Climate data for Shizuishan, elevation 1,127 m (3,698 ft), (1991–2020 normals, extremes 1981–2010)
| Month | Jan | Feb | Mar | Apr | May | Jun | Jul | Aug | Sep | Oct | Nov | Dec | Year |
| Record high °C (°F) | 10.3 (50.5) | 17.7 (63.9) | 27.9 (82.2) | 35.3 (95.5) | 35.7 (96.3) | 39.0 (102.2) | 39.5 (103.1) | 36.8 (98.2) | 36.5 (97.7) | 27.7 (81.9) | 20.8 (69.4) | 16.6 (61.9) | 39.5 (103.1) |
| Mean daily maximum °C (°F) | −0.1 (31.8) | 5.1 (41.2) | 12.3 (54.1) | 20.2 (68.4) | 25.7 (78.3) | 30.1 (86.2) | 31.8 (89.2) | 29.7 (85.5) | 24.4 (75.9) | 17.7 (63.9) | 8.7 (47.7) | 1.2 (34.2) | 17.2 (63.0) |
| Daily mean °C (°F) | −7.4 (18.7) | −2.6 (27.3) | 4.9 (40.8) | 12.9 (55.2) | 18.7 (65.7) | 23.4 (74.1) | 25.1 (77.2) | 23.0 (73.4) | 17.1 (62.8) | 9.7 (49.5) | 1.7 (35.1) | −5.7 (21.7) | 10.1 (50.1) |
| Mean daily minimum °C (°F) | −13.5 (7.7) | −8.9 (16.0) | −1.7 (28.9) | 5.4 (41.7) | 10.9 (51.6) | 15.9 (60.6) | 18.6 (65.5) | 17.0 (62.6) | 11.2 (52.2) | 3.4 (38.1) | −3.8 (25.2) | −11.2 (11.8) | 3.6 (38.5) |
| Record low °C (°F) | −26.6 (−15.9) | −26.8 (−16.2) | −16.2 (2.8) | −9.5 (14.9) | −0.3 (31.5) | 6.8 (44.2) | 11.6 (52.9) | 7.1 (44.8) | 0.0 (32.0) | −8.5 (16.7) | −17.4 (0.7) | −25.6 (−14.1) | −26.8 (−16.2) |
| Average precipitation mm (inches) | 1.5 (0.06) | 1.9 (0.07) | 4.0 (0.16) | 4.8 (0.19) | 13.6 (0.54) | 27.0 (1.06) | 51.1 (2.01) | 31.8 (1.25) | 25.9 (1.02) | 8.1 (0.32) | 2.9 (0.11) | 0.7 (0.03) | 173.3 (6.82) |
| Average precipitation days (≥ 0.1 mm) | 1.8 | 1.1 | 2.1 | 2.3 | 4.2 | 6.0 | 8.0 | 7.6 | 6.7 | 3.2 | 1.3 | 1.1 | 45.4 |
| Average snowy days | 2.8 | 2.0 | 1.4 | 0.4 | 0 | 0 | 0 | 0 | 0 | 0.4 | 1.7 | 2.2 | 10.9 |
| Average relative humidity (%) | 51 | 42 | 36 | 31 | 36 | 43 | 53 | 58 | 61 | 53 | 54 | 53 | 48 |
| Mean monthly sunshine hours | 192.2 | 202.9 | 246.5 | 261.0 | 288.7 | 281.0 | 265.7 | 248.0 | 218.9 | 229.2 | 195.1 | 183.3 | 2,812.5 |
| Percentage possible sunshine | 63 | 66 | 66 | 65 | 65 | 63 | 59 | 59 | 59 | 67 | 66 | 63 | 63 |
Source: China Meteorological Administration

===Environmental issues===

In 2005, the Chinese government blacklisted the city for its pollution problem and told local leaders to shut down the worst polluting industrial plants.
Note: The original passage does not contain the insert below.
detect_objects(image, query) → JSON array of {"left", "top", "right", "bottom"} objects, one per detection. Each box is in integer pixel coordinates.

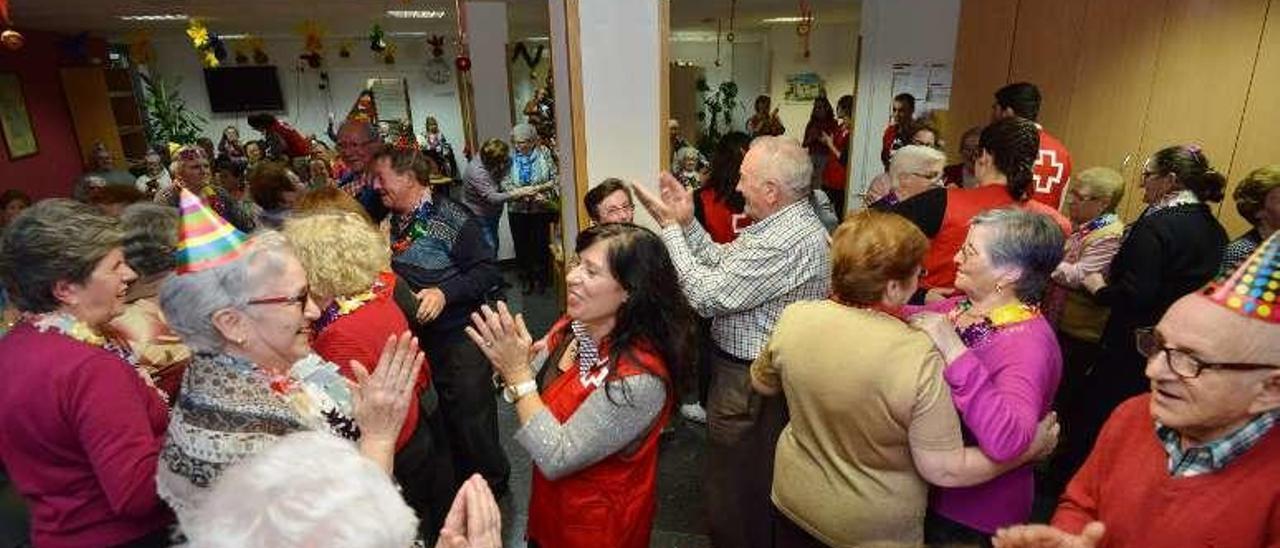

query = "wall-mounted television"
[{"left": 205, "top": 67, "right": 284, "bottom": 113}]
Recently, the city has attempted to reinvent itself by initiating eco-friendly programs to reduce pollution, improving medical services, increasing tourism, and improve certain industries but pollution is still taking its toll on the people.

== Economy ==
As of 2025, Shizuishan had a GDP of (US$8.118 billion) and a GDP per capita of . The economy of Shizuishan is mainly based on coal mining, coking, and metallurgy. Agriculture, tourism, and viticulture also contribute to Shizuishan's economy.